Nog beter in de laaste MO: het essai van Hanif Kureishi en het stuk over de privatiseringen.
(Veel) minder geslaagd: het rommelige stuk over Congo (wanneer mogen Colette Braeckman of Joseph Kabila 's wat schrijven?) en het stuk over Venezuela.
Ik hield mijn hart vast na het samensmelten van Werelwijd en De Wereld Morgen, en vooral na de samenwerking met Knack.
Nog maar eens een ruk naar rechts, daar vreesde ik voor.
Maar tot nog toe mag MO er wezen.
Houden zo, Gui.
Johan.
P.S.: Mag Raf nog 's wat komen doen in MO? Prikkeldraad!
Mo : aanpassen graag by lize Monday April 28, 2003 at 06:47 PM |
De tekst die hierboven werd gepubliceerd was inderdaad één van de betere teksten in Mo* magazine. Maar dat wil niet zeggen dat we over de rest van het tijdschrift moeten zwijgen. Mo* is zeker en vast een goed initiatief, maar sommige teksten vallen echt wel tegen. Een kleine vergelijking met bv. het Italiaans tijdschrift 'Carta' - dat zich net als Mo* de 'smoel' van de antiglobaliseringsbeweging' noemt - laat al snel zien hoe het in mijn ogen beter kan.
Mo* rept bv. met geen woord over acties.
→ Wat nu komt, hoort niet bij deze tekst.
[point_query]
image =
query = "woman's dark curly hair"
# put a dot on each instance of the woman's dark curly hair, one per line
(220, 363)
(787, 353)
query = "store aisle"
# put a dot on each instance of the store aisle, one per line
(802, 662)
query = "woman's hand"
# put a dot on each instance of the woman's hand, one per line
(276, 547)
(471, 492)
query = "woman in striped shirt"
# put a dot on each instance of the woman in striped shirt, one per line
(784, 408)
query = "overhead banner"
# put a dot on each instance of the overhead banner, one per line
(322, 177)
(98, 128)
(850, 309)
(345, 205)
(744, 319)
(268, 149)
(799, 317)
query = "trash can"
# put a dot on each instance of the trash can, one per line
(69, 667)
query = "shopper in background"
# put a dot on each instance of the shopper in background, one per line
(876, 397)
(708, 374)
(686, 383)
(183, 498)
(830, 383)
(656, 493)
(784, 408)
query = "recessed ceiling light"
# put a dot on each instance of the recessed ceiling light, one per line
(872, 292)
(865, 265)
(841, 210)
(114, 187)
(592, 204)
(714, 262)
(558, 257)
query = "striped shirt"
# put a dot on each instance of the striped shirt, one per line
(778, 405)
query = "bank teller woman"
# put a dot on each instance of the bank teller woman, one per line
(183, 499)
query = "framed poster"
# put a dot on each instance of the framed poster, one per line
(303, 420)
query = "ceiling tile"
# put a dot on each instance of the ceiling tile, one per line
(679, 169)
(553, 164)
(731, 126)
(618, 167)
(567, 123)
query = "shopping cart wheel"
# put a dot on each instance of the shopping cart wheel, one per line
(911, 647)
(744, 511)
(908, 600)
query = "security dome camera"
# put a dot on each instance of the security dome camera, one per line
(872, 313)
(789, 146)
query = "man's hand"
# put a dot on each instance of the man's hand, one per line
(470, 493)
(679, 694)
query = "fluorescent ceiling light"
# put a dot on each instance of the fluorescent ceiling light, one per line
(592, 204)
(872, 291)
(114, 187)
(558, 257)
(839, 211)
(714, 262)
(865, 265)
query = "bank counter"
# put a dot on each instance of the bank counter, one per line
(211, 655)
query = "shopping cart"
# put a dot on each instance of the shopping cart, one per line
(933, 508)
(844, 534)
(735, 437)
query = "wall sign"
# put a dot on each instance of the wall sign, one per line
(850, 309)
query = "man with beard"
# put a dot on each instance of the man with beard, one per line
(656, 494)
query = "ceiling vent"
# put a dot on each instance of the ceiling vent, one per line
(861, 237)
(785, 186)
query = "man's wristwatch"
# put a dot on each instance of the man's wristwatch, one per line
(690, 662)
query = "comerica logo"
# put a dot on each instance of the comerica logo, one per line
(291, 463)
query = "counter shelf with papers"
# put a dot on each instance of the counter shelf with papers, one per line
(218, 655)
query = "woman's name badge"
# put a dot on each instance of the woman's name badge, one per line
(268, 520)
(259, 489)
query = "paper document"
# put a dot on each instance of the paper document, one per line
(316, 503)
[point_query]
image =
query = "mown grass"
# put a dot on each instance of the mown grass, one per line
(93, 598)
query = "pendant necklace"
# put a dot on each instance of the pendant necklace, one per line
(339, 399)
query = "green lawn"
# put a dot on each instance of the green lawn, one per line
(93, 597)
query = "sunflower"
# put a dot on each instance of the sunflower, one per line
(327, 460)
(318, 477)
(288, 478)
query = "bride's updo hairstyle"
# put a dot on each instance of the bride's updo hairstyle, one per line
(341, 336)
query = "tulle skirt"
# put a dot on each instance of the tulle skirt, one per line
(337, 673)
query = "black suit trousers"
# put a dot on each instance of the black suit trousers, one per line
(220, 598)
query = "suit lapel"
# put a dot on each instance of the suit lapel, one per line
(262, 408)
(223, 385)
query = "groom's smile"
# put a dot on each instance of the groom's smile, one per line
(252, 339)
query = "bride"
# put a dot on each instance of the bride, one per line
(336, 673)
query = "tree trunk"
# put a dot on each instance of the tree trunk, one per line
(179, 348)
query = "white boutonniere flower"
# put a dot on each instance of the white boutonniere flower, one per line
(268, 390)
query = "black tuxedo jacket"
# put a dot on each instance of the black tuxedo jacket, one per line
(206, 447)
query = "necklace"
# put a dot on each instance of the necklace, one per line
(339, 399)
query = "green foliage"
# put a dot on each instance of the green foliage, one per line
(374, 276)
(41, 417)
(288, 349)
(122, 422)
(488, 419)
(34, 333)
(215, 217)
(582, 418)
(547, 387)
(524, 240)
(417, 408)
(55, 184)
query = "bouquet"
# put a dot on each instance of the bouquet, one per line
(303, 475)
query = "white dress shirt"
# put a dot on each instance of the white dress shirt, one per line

Geen woord bv. over Train- of Planestopping, een 'directe' actie die de laatste maanden toch wel centraal stond binnen de anti-oorlogsbeweging. Nee, in de plaats daarvan brengt Mo* een ode aan Louis Michel, die -zogezegd- als kleine dwerg nogal wat weerstand heeft geboden tegen de VS. Het artikel is echt een tijdschrift als Mo* onwaardig : trainstoppers, uw commentaar aub.
En dan was er nog het artikel over Venezuela, waarin Mo* gewoon regelrecht deelneemt aan de anti-Chavez campagne van de massamedia. Toch ook niet echt wat je van een 'alternatief' als Mo* zou verwachten. (Lees hier mijn kritiek op dit artikel.)